Adreano’s grandfather told him many stories about the curses placed upon cruel and selfish folks by the Papo Lady. Adreano was intrigued by the legend that the Papo Lady always walked into the river on the edge of town to emerge dry on the other side. As she only came to town once every decade, Adreano concocted schemes as to how he could witness her river crossing and finally discover the truth about her.

The Papo Lady is in the magical realism style of writers like Gabriel Garcia Marquez. It is a story about the naivete of life in southern Brazil. Nunes Morse’s voice is also naïve; it is fresh and simple, and because she is first a poet, the language mimics that of poetry—"[A stormy night] is God’s bowling night on the town, as if heaven and earth have embarked on a battle of passion with angry displays; finally, the rain comes making peace between them.”

When the Papo Lady finally comes, Adreano and his friends treat the woman with respect and kindness even when they are terrified. As the book leaps into the future, it is clear the boys will reap the benefits of the ugly woman’s magic for the rest of their lives. For Nunes Morse, the Papo Lady is a spiritual metaphor whose existence is open to the readers’ interpretations.

Belief in magic was a part of Nunes Morse’s upbringing, as well. Her mother was a healer when she was growing up in Brazil. Part of the process of making people well was calling upon the aid of the spirits.

“I was raised with ideas of a colorful world,” Nunes Morse says. “In Brazil, people are so full of beliefs. Here in the United States, we have psychiatrists to help us understand our problems. There, they have spirits. Sanctuaries are places where people express their problems to the spirits, and the spirits help them work their problems out.”

Nunes Morse has published one other book, a book of poetry called A Quest of Existence. Two of her poems have been published in two volumes of The New American Poetry Anthology. The Papo Lady can be purchased at Sundance Bookstore. She is now working on a children’s book that focuses on her granddaughter Shayla.
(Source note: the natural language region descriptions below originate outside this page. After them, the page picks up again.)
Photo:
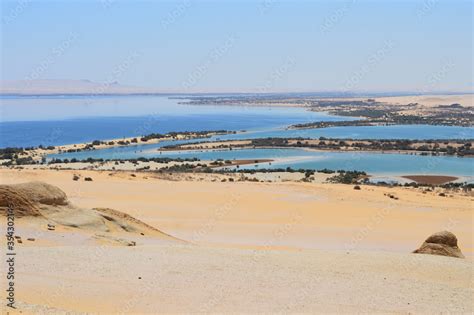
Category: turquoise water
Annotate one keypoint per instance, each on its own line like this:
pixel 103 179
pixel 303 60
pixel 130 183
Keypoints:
pixel 31 121
pixel 372 163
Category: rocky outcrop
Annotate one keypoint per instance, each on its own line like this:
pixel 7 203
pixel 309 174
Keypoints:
pixel 442 243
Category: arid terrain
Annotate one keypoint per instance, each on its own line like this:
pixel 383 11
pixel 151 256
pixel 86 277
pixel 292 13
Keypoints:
pixel 240 246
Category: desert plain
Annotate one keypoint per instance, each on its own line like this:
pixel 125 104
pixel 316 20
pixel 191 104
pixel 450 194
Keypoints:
pixel 241 247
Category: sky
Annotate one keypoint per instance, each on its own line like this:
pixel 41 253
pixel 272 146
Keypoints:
pixel 243 46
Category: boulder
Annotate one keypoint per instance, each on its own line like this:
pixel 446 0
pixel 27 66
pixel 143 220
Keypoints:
pixel 442 243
Shayla always watches over her grandmother’s shoulder, reading as she writes and offering ideas.

“Shyala corrects me sometimes since she knows how children talk,” Nunes Morse says. “Children talk very differently.”

With such a rich Portuguese accent and such a fondness for the Brazilian way of life, it would seem natural for Nunes Morse to write in Portuguese, although she has never done so.

“I love English," she says. "I’m enchanted with some of the older English poetry, Emily Dickinson, for example. It fascinates me. … The only thing I do in Portuguese is pray."